There are strong business incentives for media companies to stop promoting tobacco to their audience beyond being responsible citizens: 1) reducing risk, 2) reducing costs, and 3) increasing revenue to provide a return on investment to shareholders.
In today’s media markets, reputation – consumer trust in corporate brands – is crucial. So for media companies, studio brands and streaming companies, reducing reputational risk involves ensuring that current and potential consumers do not perceive that these businesses are tainted by tobacco. This reassurance is particularly important given the tobacco companies' decades-long program to quietly place smoking in movies.
Parents who are concerned about their children and teens taking up tobacco use, including vaping, need to know that the entertainment they are viewing does not include tobacco imagery. Many children, teens and young adults also do not want to see tobacco imagery. Viewers want to trust that when they select a movie or video it will not include tobacco.
That's why one of Smokefree Media's policy objectives is for producers to certify that there were no payoffs for any tobacco appearance in their programming. Several companies have implemented this policy.
So, as consumer demand for tobacco-free content increases, media companies will face increasing reputational risk if they continue to include tobacco, including e-cigarettes. In today’s family, parents face increasing difficulties monitoring their children and teens’ entertainment consumption.
Indeed, there is scientific evidence that, after controlling for rating and production budget, movies with smoking make less. That fact alone raises questions of why the media companies continue to allow tobacco in their films designed and rated for youth audiences.
Companies face costs associated with continuing to monitor their legal exposure to their tobacco imagery in youth-rated film productions and video productions.
Since 2003, state and territorial attorneys general have been applying increasing pressure on media companies, including streaming companies, to adopt tobacco-free policies. If the companies voluntarily chose a non-punitive exit from presenting tobacco imagery, they will benefit from cost reductions associated with avoiding litigation.
Media companies face another potential cost from including tobacco imagery in their productions: loss of public subsidies for productions that include depictions of tobacco. The public’s stake in financing of film productions is not widely known. Each year, US states and several countries outside the US spend hundreds of millions of public dollars in production subsidies awarded to film and TV companies.
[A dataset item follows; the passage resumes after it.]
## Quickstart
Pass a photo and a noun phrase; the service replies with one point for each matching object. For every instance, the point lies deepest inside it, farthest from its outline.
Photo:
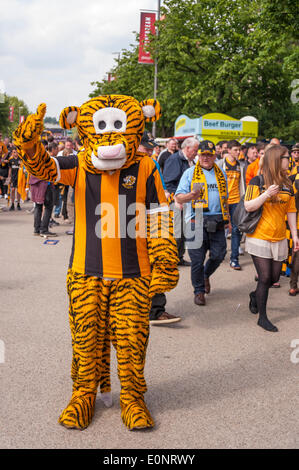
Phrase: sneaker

Revenue is a concern for every business because revenue is the basis for providing shareholders with a return on their investment. There are two major areas of potential loss of revenue that companies could face: losses from decreased consumption of their products and losses from declining advertising revenue. As audiences, particularly parents, become more aware of the toxic effects of tobacco imagery have on their children and teens, and children and teens themselves as entertainment consumers demand content that is free of tobacco imagery, consumers can be mobilized to not view specific movies in theatres, avoid purchasing specific VODs and Blu-ray discs, cancel streaming subscriptions, shift their entertainment consumption to sources that are free of tobacco imagery, and even boycott near film releases. For the companies, these consumer actions can result in direct losses of ticket/fee revenue and viewership. Losses in consumption (i.e., audience revenue) can cascade into loss of market share and then into losses in advertising revenue as advertisers reduce their purchases or pull their advertising entirely.
If Motion Picture Association adopts an “R” rating for films that show tobacco imagery, this will create a financial disincentive for media companies to produce productions with tobacco imagery because such productions will be less accessible to the large lucrative US audience under age 18. Media companies that produce productions that are rated “R” due to tobacco imagery will face substantial losses in revenue that could have been gained had the production been rated as “PG-13,” including loss of revenues from merchandising to the US youth audience.
There is also important international exposure. Both the theatrical film and streaming video businesses have been globalized, with US media companies earning a growing fraction of their revenues from outside the United States. Virtually every country in the world (with the exception of the US and a few others) are parties to the WHO Framework Convention on Tobacco Control, the first global health treaty negotiated under the auspices of the World Health Organization.
FCTC Article 13 ("Tobacco advertising, promotion and sponsorship") specifically commits the 182 parties to the treaty to address tobacco promotion in entertainment media. The Article 13 guidelines recognize that "The depiction of tobacco in entertainment media products, such as films, theatre and games, can strongly influence tobacco use, particularly among young people." The guidelines go on to state
Parties should take particular measures concerning the depiction of tobacco in entertainment media products, including requiring certification that no benefits have been received for any tobacco depictions, prohibiting the use of identifiable tobacco brands or imagery, requiring anti-tobacco advertisements and implementing a ratings or classification system that takes tobacco depictions into account.
The guidelines recommend specific policies similar to the Smokefree Media policy objectives. In addition FCTC Conference of the Parties has a working group that is developing more specific guidance for handling new forms of entertainment media, including streaming video.
Indeed, the FCTC was one of many reasons that India has adopted strong policies on tobacco use in movies and on television, including running anti-tobacco advertising before and at the intermission and including an anti-tobacco message onscreen while any tobacco use is depicted.